Kararmaya mahkûmdur o ülkeler.
Koronavirüs tablosu gibi kitap okuma tablosu açıklansa… “Düşük- mavi, orta-sarı, yüksek- turuncu, çok yüksek- kırmızı” diye renk kodlarına ayırsak nasıl bir tablo çıkar karşımıza? Merak ediyorum.
Her hafta bu renk kodları kitap okumaya göre değişse ve herkes en yüksek dereceyi elde etmek adına hiç durmadan okusa…
Hayat eve sığar.
Şüphesiz.
Hayat da kitaba sığar ,ev de; yaşadığımız dünya da kitaba sığar insanlık da.
Kitap dedikodunuz yapmaz.
Kuyunuzu kazmaz.
Kötülemez sizi.
Zorda koymaz.
Aldatmaz.
Yaralamaz.
Öldürmez.
İşte insana kötülüğü olmadığı için de rağbet görmez. Hani derler ya biri sana “Seni seviyorum” derse ona dönüp “ Hayırdır, sana ne gibi bir kötülüğüm oldu?” diye sorun.
Elinde silah olacağına kitap olsun.
Hiç değilse suçunuz makul görülür.
Silah sizi hapse ya da mezara götürür.
Kitap da sizi hayata bağlar ve başka alemlere götürür.
Tercih sizin.
Kütüphaneler Haftası’ndayız.
Ülkemde ne de yetim öksüz kalır kütüphaneler.
Ya kahvehaneler, kafeler…
Ya sokaklar caddeler…
Hem de coronanın ve yasakların olduğu günlerde oturun kitap okuyun.
Uzar gider bu fasıl. Kitap izlenir, mafyavari filmler okunur ülkemde(!) Yürüyüşlerimizde, konuşmalarımızda, giysilerimizde öykünürüz kabadayı olana da ne hikmetse kitapla düzeltmeyiz kendimizi. Düşüncelerimizi genişletmeyiz, ufkumuzu açmayız, Türkçemizi güzelleştirmeyiz.
Bir elimdeki kitap diğer elimdeki cep telefonu kadar kıymet görmüyor.

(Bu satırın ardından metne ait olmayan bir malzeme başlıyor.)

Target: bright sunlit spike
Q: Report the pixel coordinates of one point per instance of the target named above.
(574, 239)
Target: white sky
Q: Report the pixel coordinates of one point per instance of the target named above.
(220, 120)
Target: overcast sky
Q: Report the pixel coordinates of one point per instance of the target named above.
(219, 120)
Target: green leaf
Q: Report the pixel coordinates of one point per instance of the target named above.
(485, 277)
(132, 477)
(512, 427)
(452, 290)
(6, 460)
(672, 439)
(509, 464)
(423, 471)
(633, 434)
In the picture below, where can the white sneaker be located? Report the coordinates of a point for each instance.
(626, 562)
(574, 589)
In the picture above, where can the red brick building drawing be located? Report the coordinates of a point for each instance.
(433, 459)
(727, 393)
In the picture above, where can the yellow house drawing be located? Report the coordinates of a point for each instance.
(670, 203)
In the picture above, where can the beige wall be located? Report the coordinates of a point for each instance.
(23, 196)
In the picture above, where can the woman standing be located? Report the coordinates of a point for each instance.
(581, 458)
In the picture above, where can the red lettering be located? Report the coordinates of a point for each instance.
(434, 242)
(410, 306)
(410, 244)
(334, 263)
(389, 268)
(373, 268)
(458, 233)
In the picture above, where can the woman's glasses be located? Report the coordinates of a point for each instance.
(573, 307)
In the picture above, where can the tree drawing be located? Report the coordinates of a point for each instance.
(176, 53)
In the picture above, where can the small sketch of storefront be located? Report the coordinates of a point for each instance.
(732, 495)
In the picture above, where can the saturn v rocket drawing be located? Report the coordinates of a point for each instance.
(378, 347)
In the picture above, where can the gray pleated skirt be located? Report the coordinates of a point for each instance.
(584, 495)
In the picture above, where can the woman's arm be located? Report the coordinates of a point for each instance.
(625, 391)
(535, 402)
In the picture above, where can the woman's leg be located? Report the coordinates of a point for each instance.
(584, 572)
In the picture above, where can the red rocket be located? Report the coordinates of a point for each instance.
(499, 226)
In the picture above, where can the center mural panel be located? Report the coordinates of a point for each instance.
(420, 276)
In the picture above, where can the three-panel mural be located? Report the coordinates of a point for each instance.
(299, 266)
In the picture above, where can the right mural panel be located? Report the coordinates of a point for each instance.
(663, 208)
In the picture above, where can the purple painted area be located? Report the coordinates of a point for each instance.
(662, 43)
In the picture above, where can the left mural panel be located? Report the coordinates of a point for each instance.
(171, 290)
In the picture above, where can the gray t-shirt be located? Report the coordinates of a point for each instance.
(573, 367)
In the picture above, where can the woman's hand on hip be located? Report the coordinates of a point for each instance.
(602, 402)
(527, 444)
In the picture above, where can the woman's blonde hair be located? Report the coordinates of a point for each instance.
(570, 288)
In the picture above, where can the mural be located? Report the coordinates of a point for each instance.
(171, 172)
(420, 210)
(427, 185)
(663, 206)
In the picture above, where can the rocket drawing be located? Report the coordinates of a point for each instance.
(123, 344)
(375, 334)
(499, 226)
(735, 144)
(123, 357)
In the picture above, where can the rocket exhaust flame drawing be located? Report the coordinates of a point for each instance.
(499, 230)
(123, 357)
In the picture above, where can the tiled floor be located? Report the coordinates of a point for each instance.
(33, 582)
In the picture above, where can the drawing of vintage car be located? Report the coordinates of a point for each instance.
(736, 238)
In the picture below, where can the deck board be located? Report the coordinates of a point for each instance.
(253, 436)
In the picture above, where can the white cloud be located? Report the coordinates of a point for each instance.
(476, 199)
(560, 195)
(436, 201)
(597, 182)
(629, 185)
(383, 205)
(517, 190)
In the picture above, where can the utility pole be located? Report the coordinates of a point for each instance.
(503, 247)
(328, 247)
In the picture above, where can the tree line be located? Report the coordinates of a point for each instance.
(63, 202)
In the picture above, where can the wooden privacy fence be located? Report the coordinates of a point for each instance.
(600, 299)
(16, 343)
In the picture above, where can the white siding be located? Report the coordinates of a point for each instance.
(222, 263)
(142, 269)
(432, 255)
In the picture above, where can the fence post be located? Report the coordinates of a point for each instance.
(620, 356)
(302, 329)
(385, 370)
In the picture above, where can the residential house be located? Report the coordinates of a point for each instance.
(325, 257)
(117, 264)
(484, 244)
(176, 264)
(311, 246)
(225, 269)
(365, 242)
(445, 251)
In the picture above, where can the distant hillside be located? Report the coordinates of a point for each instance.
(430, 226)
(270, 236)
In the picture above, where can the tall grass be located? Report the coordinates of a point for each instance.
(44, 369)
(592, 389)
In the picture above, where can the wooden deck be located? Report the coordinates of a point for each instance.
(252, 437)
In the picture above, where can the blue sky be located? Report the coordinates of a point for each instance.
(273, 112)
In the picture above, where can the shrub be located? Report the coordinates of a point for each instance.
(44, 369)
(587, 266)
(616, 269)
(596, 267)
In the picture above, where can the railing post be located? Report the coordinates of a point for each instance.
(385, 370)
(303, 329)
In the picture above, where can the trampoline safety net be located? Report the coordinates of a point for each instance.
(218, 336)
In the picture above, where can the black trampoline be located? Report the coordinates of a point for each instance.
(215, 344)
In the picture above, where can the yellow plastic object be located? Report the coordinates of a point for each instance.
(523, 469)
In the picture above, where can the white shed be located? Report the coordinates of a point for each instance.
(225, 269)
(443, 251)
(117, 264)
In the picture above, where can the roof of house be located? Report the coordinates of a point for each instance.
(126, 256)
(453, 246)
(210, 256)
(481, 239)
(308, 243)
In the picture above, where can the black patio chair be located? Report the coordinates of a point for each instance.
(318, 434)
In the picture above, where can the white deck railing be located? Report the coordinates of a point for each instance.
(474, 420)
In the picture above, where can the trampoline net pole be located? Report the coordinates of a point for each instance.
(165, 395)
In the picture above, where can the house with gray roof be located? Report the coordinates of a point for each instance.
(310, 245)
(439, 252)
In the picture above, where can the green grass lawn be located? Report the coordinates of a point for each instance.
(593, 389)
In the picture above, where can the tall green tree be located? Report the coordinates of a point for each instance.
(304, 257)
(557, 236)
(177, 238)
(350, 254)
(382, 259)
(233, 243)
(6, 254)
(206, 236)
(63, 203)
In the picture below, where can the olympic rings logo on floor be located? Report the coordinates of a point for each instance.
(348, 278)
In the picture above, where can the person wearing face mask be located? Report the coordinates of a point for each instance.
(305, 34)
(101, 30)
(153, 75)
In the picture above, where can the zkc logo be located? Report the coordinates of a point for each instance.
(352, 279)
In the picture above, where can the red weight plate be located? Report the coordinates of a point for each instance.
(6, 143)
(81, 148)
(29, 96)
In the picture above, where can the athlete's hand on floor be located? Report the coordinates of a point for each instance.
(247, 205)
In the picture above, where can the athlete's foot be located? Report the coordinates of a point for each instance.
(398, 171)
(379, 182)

Karizma sayılmıyor yazıyor ya da okuyor olman, saçın sakalın tarzsa tamamdır havan.
Kitaplar bizi yükseltir ve yüceltir.
Her bir kitabı bir basamak olarak görmeliyiz.
Yükselmek istiyorsak eğer kitapları üst üste koymalıyız.
Okumanın hikmetini okumayanlar bilmez.
Bu yüzden bu ülkenin canını okuyanlar hiç kitap okumayanlardır.
Okumayı sadece paranın üzerindeki değerler olarak görenler de okuyanları yönetemez.
Neyse kitap okuyun ve okutun lütfen.
Sessiz olun lütfen, bir ülke kitap okuyor sansınlar.